One Woman’s Account Of Dating An Emotionally Challenged Guy
We experience so many amazing feelings as a relationship takes shape: the butterflies that come with every text; the excitement of getting to intimately know a person with each late night conversation. By the time exclusivity is established, we usually feel like we have a pretty good idea of how our boyfriend or girlfriend spends each day, what he or she likes to eat, and which side of the bed he or she prefers.
But some things are never as apparent even a month or two into dating someone.
Sure, everyone has quirks: I once dated a guy who always asked for extra pickles on everything he ordered, hamburgers and tacos alike. But we shared a love for 80s sitcoms and Elvis Costello, so I was able to look past his bizarre obsession. Weird can be good.
Sometimes, however, the “weirdness” is more than the product of a few quirks, as in the case of the guy I dated who turned out to be addicted to Oxycontin. Although he often seemed super sleepy, he made up for it with his funny and eccentric personality, and I fell for him super hard. After a month or so, though, I began to notice that he took pills randomly throughout the day. Perhaps they were antidepressants, I reasoned. After all, we were in our twenties working at a record label, and it seemed like everyone was taking something to deal with the stress. I shrugged it off until one evening, when he fell asleep mid-conversation, almost cartoon-like. A few days later, he was snorting Oxys in front of me, and I’d had enough of the “weirdness”.
When that relationship was over, I swore to myself that I would always know whom I was dating. Mental health became more important to me than how any potential suitor looked or what kind of family he came from.
Flash forward to a few years later, when I started dating a socially awkward guy with a lack of empathy, a habit of fixating on particular subjects ad nauseam, and what came across as a superiority complex. Before kicking him to the curb, though, I started researching his odd characteristics. Of course, Googling mental health is a lot of diagnosing a stomach ache online: after a few minutes you’ve determined the cause is a cancerous tumor and four STDs.
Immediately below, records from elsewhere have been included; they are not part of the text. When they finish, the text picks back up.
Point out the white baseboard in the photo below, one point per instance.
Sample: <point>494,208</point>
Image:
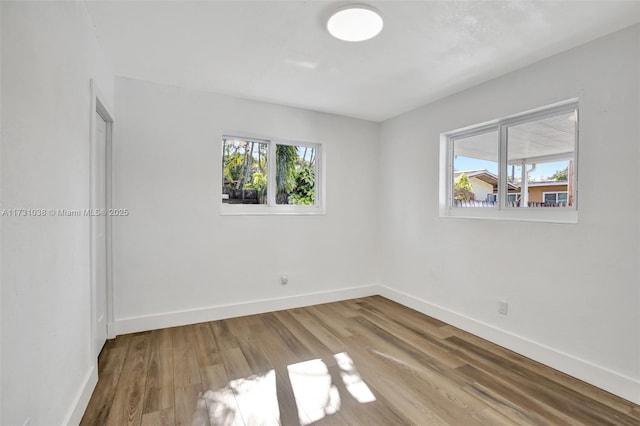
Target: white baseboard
<point>613,382</point>
<point>173,319</point>
<point>80,402</point>
<point>601,377</point>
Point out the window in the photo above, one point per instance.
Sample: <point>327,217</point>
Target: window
<point>262,176</point>
<point>514,167</point>
<point>555,198</point>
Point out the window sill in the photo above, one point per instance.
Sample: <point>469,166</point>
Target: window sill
<point>549,215</point>
<point>263,210</point>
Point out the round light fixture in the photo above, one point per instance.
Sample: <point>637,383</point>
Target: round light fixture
<point>356,22</point>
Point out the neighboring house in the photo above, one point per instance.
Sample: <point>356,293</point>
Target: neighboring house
<point>485,187</point>
<point>484,184</point>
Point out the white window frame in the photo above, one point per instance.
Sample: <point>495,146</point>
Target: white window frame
<point>502,211</point>
<point>272,208</point>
Thankfully, an experienced Psychologist friend who came to dinner with us one night called me afterwards to tell me that she was fairly certain that this man had Asperger’s Syndrome. The only thing I knew about Asperger’s was from Rain Man, and my guy was nothing like Dustin Hoffman. He was a fully functioning, successful individual who didn’t have any noticeable weird ticks and wasn’t able to count thousands of toothpicks in under a minute. I read up on the disorder to learn more.
While dating someone with Asperger’s was definitely challenging, it helped to have an explanation for his behavior. When he didn’t show emotion or affection as easily as other guys I had dated, I didn’t take it personally and jump ship. In fact, he’s now my husband! While some people are definitely toxic and not worthy of being your partner, other “oddballs” are worth the work. Though their behavior may not be “normal”, there might be a good explanation for it.
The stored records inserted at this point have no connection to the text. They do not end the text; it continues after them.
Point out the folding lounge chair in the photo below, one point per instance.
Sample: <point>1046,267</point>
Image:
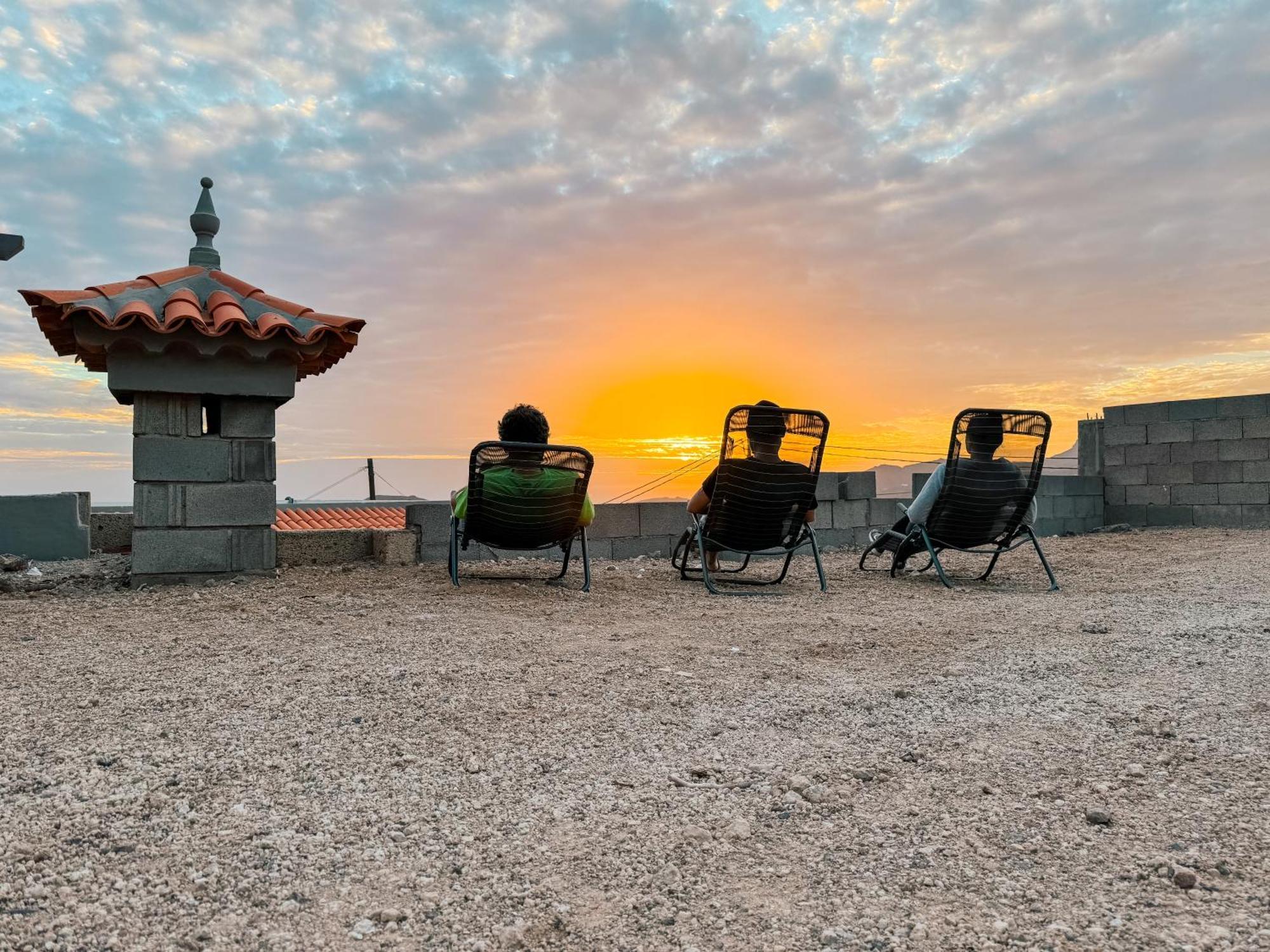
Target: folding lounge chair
<point>759,507</point>
<point>547,520</point>
<point>982,505</point>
Of course, being married to a man with Asperger’s is not without its challenges. I listen to him talk meticulously about details of his job, and must be hyper-aware of when he needs alone time. I’m the creative, eccentric, outgoing type and he is detailed, methodical, and introverted, but we balance each other out well.
Mental disorders are extremely common, affecting tens of millions of Americans each year. But only about half of those affected receive treatment. So if you think that the person you’re dating has a mental health issue and you want to make the relationship work, you can and should give it one good shot (as long as his or her condition is not putting you in danger). Do some research, ask questions, and try to truly understand your partner. You might just be the first person who has ever taken the time to do that for them – and that’s real love.